So, I needed to ship a care package to College Girl last week. It contained a Raggedy Ann Halloween
costume, among other things. I have a FedEx account with an excellent discount due to having a home-based direct sales business through a company that happens to be their largest residential shipping customer. I had the package, all 5.5 pounds of it, boxed and taped up, pre-addressed, etc. I just wanted to find out how much it was going to cost me, depending on what time it arrived (morning or afternoon). It was shipping from KC to Chicago. I had shipped to College Girl previously, just not overnight. The gentleman assigned to assist me was visibly distressed when I handed him my account card, shoulders heaving and sighing heavily.
Balanced Babe: Could you please tell me what it will cost to ship, morning vs. afternoon?
FedEx #1: About $5.00 difference.
BB: Oh, well, I have a really good discount, so if you could just check what it will be for each, that would be great.
FE 1: (Sighing...disturbed, looking at my FedEx/Kinko's combo card with consternation...) Frank, is this a shipping card???
From somewhere hidden across the room, Frank responds that yes, it is indeed a shipping card and the account # is the one that says, "FedEx Shipping #". Hmmm...funny how that works. There really isn't that much data on the card, but this has been the source of confusion for some time, actually. FE 1 proceeds with his sighing and types a few numbers into his monitor. He stares at the screen for a few moments and then confidently announces the following:
FE 1: That will be $88.02 for 10 am tomorrow, $58.01 for about noon and $51.76 for 3 pm.
BB: (dumbfounded and...nearly...at a loss for words) Are you kidding me??? $88? (panicking...gathering my thoughts...panicking some more...knowing that College Girl needs this costume the next day, or I might as well not even send it at all) So, you're telling me that the least expensive option to get this to Chicago tomorrow is 51 dollars...and 76 cents?
FE 1: (nodding) Yes.
BB: (mouth gaping)
But then, I suddenly catch a glimmer of doubt in this man's eyes...
BB: You're quite certain...
FE 1: Wait...let me check something...(studying the monitor and glancing uncomfortably at my steely gaze)...Frank!!!
Suddenly, there's Frank, whom I recognize from many other competently managed visits.

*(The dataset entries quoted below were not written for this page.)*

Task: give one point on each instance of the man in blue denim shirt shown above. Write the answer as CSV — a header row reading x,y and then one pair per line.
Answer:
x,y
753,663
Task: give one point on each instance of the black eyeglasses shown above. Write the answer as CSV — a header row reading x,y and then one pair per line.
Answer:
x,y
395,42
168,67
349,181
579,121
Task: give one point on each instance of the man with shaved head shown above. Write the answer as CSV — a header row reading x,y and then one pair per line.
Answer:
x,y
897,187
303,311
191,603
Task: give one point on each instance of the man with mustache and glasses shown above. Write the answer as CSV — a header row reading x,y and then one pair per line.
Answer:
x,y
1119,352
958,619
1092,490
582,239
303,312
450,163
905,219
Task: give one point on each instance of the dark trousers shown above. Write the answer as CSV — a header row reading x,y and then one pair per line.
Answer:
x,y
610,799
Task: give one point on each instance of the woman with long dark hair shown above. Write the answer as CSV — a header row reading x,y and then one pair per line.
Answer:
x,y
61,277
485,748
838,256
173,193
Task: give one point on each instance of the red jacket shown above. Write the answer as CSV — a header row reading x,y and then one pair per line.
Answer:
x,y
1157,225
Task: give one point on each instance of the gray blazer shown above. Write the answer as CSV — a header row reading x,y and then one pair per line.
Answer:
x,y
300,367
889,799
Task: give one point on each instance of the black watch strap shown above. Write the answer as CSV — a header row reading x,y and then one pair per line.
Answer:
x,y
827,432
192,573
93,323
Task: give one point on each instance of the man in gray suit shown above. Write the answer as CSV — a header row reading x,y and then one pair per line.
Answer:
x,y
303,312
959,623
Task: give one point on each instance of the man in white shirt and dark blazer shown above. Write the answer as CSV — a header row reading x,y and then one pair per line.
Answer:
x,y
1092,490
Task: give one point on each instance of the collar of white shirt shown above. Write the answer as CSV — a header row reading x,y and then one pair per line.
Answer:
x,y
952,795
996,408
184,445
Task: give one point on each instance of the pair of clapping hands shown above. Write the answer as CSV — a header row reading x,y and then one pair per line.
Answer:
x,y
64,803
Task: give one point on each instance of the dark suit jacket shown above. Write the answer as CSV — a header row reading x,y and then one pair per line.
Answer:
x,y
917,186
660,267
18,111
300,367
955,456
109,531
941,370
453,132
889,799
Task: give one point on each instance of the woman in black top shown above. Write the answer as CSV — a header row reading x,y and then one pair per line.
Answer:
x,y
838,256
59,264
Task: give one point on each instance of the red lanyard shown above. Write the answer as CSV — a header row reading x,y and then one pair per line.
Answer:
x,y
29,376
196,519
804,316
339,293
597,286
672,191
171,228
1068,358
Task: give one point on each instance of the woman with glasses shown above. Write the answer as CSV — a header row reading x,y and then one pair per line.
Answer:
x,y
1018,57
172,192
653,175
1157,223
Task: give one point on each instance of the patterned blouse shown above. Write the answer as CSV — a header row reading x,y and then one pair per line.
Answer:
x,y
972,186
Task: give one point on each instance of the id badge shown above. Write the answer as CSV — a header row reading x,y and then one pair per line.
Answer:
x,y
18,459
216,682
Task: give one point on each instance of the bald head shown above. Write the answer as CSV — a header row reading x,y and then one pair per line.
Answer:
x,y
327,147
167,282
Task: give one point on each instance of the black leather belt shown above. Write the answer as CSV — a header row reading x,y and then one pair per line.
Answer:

Ah, Frank...where've you been? Frank, save us. Frank, what's the good word? Frank, give it to me straight!
Frank: Zach, go ldfkgjlfdkjgld;fkgh
I don't know what it was that Frank told FE 1 (now known to me as Zach) to go do, but FE 1 disappeared with his tail between his legs. Frank took over, typing furiously on the keyboard.
Frank: OK, you wanted this there for the cheapest price possible???
BB: No, actually, I need it there tomorrow, but I just wanted to know the various prices, depending on the time of day.
Frank: OK, it'll be $18.77 if it gets there by 10 am and $16.08 if it gets there by 3 pm.
My heart soars. Halloween is saved. Raggedy Ann will live on!
BB: 3 pm is fine.
I slide my chicken-scratched post-it across the counter to Frank.
BB: Just so you know, this is what Zach quoted me for morning, noon and 3 pm...
Frank's eyes bug out of his head.
Frank: Yeah, that's why I sent him off...that was your discount percentage.
Ha! I knew I had a great discount! Disaster averted. But wow, I hope they keep Zach off the FedEx counter. Perhaps he should just sweep or something.
Didn't Raggedy Ann look adorable -- in her homemade costume --from last year, no less? And her friend, who dressed as Snooki? She's sooo not like that...which made it all the funnier!